In my experience Mother’s Day Out, pre-school, Montessori school, or even hiring a nanny a day or two a week can be so much more than just a ticket to breathing room. It can mean the opportunity to pursue a passion, to connect with others on a deeper (uninterrupted) level, or even to enable you to earn an income while staying at home with those babies you’re stewing over leaving for 10 hours a week. Just so you know, checking into some local programs is not a bad thing and you’re no less of a stay-at-home mom if you do it. Hey, those kids of yours may even, shoot probably will, blossom because of it.
At three and a half my oldest recently started a Mother’s Day Out pre-school program, something I agonized over for quite a while. We even tried once before about a year ago, but backed out for various reasons, arguing that it wasn’t the right time. Well, this spring we really went for it. There were several reasons for our change of heart as we entered him into this program, one of which was my mental wellness and another (not totally unconnected), was his own behavior.
As a work-at-home mom I feel guilty just about every day for not giving my kids my undivided, immediate ‘at the drop of a hat’ attention, without question or slightly stressed out hesitation. Some would judge me for that I suppose; juggling raising them and raising a blooming business simultaneously. And truthfully I can’t feed both equally all the time. While mommy-ing is ALWAYS going to be number one to me, it can be hard to shake the call of ambition and the selfish elements that go with that. Couple that with us being a car-sharing family (read: stuck at home five days a week) and we were really in a pickle.
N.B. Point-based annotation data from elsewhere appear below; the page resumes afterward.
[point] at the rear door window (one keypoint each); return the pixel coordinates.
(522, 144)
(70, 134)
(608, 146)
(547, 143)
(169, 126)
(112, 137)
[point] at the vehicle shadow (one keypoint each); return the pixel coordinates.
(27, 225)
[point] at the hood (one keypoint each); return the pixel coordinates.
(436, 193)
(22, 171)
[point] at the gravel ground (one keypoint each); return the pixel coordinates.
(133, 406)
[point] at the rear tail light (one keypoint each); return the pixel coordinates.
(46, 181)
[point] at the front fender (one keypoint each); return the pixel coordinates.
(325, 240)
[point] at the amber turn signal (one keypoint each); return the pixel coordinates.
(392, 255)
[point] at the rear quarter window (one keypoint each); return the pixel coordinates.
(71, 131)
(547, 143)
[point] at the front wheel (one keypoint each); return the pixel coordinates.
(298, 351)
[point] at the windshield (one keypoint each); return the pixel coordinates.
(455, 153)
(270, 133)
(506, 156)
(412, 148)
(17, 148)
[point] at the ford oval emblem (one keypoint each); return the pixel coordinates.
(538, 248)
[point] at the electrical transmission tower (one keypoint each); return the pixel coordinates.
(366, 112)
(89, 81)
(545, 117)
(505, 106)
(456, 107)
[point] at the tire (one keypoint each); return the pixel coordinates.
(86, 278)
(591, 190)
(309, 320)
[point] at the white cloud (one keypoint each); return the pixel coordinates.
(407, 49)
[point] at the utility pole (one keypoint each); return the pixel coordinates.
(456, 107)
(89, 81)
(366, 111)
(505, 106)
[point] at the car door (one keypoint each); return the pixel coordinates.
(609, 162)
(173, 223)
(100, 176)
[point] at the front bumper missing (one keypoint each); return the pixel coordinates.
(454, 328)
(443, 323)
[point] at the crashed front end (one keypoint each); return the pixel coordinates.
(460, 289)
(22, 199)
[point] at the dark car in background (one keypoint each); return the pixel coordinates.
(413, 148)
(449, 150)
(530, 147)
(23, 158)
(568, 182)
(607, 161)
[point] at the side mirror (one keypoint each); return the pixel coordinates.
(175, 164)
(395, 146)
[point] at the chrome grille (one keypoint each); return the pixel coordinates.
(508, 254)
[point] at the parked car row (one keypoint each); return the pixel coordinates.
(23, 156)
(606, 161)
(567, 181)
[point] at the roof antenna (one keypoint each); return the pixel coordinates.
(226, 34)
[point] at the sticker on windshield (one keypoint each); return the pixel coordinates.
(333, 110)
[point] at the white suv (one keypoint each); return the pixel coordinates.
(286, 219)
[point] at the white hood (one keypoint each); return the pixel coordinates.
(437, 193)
My oldest started to act out, bored I suppose, of the same routines and same faces, and with that I sensed it was time to branch out. He adores ‘playschool,’ talks about it every day he’s not there, yells “Yippee!” when we arrive in the parking lot each morning. He talks about his teacher, about his classmates, and in just a few short weeks his speech and ability to communicate his thoughts and feelings have accelerated in a way that just stuns my husband and I. He and I also have so much more to talk about too, as he shares each new experience, adventure, and yes concern, that crosses his path as he wanders a step or two out into the world without me.
We’re growing together while being apart, and that is priceless to me.
I’ve blossomed too, is the thing. I’ve been able to grow my business substantially in just a short while, growing as a person and feeling fuller and more purposeful all at the same time. With that fullness comes a new ability to give outside of myself, because now I have so much more to give. I’m happier truthfully, enjoying the routine that this program brings, watching my child grow and develop in a whole new manner, and stealing just a little time to focus on myself more than I have in, well, 3 1/2 years.